It's always very strange to know where you are is exactly where people from Biblical times or history books or legends were.
Here.
It was here.
Along the way I'll be taking my research seriously.
Wonderful.
(SPEAKS GREEK) I shall ignore health and safety at my peril.
They don't suddenly just go, "blip", like that, do they? Sometimes.
Oh, well And we'll meet a Greek shipping magnate in a journey to find out how one of the world's greatest maritime nations has influenced so much of what we take for granted today.
The island of Spetses is half a day by sea from Athens.
One of Greece's famous shipping magnates has flown us at his expense to his luxury yacht so that I may talk to him about what it is to be a Greek islander and seafarer.
When you come to Greece and you're told you're gonna meet a Greek shipping magnate, you kind of hope that the boat will look like this.
(BLOWS) Fabulous.
Welcome.
Joanna Lumley, Captain Sarcos.
Captain Sarcos, how lovely to meet you.
Lovely to have you on board.
Captain Sarcos is a self-made man with the sea in his blood.
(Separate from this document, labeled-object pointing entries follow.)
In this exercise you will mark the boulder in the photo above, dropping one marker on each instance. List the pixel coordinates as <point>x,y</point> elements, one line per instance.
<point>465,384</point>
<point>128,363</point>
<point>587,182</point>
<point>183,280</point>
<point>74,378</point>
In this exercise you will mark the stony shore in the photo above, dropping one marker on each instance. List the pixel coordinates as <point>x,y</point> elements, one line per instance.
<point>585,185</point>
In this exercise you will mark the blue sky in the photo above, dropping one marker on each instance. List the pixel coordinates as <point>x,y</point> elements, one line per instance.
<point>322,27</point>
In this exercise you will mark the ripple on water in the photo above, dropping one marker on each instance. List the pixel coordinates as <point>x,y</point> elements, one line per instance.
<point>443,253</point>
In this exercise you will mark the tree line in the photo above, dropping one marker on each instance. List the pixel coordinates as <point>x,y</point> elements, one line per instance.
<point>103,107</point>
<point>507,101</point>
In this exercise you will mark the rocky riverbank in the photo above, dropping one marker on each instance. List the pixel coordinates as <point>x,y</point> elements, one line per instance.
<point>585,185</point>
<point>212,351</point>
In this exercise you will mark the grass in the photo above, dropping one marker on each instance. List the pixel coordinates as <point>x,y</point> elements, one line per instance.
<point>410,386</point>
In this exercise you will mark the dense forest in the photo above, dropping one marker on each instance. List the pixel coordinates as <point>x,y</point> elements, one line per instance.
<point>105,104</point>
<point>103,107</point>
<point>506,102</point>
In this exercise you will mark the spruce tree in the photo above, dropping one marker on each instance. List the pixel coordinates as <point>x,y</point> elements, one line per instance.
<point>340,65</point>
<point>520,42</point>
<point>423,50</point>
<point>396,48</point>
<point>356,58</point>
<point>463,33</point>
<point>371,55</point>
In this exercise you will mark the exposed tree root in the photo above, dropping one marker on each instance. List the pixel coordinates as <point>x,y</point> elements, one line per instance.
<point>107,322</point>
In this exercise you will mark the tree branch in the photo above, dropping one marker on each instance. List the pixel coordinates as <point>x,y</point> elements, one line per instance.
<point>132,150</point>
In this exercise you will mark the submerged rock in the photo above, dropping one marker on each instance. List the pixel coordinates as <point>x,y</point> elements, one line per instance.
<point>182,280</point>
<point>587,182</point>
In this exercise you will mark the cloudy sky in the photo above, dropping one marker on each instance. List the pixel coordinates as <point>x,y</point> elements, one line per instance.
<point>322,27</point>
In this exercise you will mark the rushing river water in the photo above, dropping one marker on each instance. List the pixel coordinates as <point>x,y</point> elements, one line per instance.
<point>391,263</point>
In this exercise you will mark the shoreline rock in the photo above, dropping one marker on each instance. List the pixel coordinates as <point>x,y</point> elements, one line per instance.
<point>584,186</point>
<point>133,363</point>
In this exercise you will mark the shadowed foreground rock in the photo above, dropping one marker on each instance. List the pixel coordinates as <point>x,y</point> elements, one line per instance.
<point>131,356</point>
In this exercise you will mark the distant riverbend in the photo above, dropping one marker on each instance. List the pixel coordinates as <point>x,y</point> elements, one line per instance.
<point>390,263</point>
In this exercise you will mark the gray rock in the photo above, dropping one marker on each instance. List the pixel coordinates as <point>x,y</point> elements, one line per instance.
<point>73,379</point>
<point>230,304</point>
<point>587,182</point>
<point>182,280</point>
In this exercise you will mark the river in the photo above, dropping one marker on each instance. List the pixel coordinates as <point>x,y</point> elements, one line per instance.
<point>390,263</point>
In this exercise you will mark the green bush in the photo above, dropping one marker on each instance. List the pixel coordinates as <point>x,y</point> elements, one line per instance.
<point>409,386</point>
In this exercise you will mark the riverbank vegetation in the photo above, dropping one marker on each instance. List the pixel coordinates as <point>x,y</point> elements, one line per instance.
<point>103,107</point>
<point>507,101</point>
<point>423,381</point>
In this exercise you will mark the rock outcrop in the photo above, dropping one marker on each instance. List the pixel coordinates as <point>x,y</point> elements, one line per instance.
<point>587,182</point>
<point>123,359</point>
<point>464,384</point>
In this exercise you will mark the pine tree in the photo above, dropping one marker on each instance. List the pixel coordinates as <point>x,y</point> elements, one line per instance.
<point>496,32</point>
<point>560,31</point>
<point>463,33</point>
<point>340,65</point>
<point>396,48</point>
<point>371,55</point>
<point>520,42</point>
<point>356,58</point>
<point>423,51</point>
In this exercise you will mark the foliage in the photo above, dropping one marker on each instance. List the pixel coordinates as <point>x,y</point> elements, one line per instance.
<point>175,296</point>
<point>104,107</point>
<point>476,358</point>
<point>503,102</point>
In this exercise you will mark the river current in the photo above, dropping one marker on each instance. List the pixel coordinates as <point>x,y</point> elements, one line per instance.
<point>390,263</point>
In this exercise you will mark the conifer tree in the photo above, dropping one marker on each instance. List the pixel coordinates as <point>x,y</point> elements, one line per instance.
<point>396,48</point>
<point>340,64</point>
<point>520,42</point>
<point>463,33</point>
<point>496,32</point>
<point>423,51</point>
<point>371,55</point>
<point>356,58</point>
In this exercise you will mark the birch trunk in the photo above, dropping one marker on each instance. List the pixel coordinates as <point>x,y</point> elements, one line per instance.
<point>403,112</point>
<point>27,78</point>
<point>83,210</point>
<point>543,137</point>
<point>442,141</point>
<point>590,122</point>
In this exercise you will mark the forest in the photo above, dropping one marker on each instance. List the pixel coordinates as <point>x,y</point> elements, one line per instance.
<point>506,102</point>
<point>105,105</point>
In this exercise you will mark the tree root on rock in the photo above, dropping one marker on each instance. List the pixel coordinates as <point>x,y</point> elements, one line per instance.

(HOOTER BLASTS) His family started as maritime traders and over the centuries they've conquered the world's shipping routes.
Despite Greece's economic woes, he still finds time to be on board his beautifully built ketch, the Christianne B which he bought from the Bulgari family.
The success of Captain Sarcos's family and others like him was born from necessity.
Centuries ago, island life was poor and it was difficult to eke out a living so they took to the sea to seek their fortunes.
So the sea is what they became masters at.
They ruled the sea, they ruled the ancient sea and then, with the great Greek shipping magnates, they ruled the modern seas as well.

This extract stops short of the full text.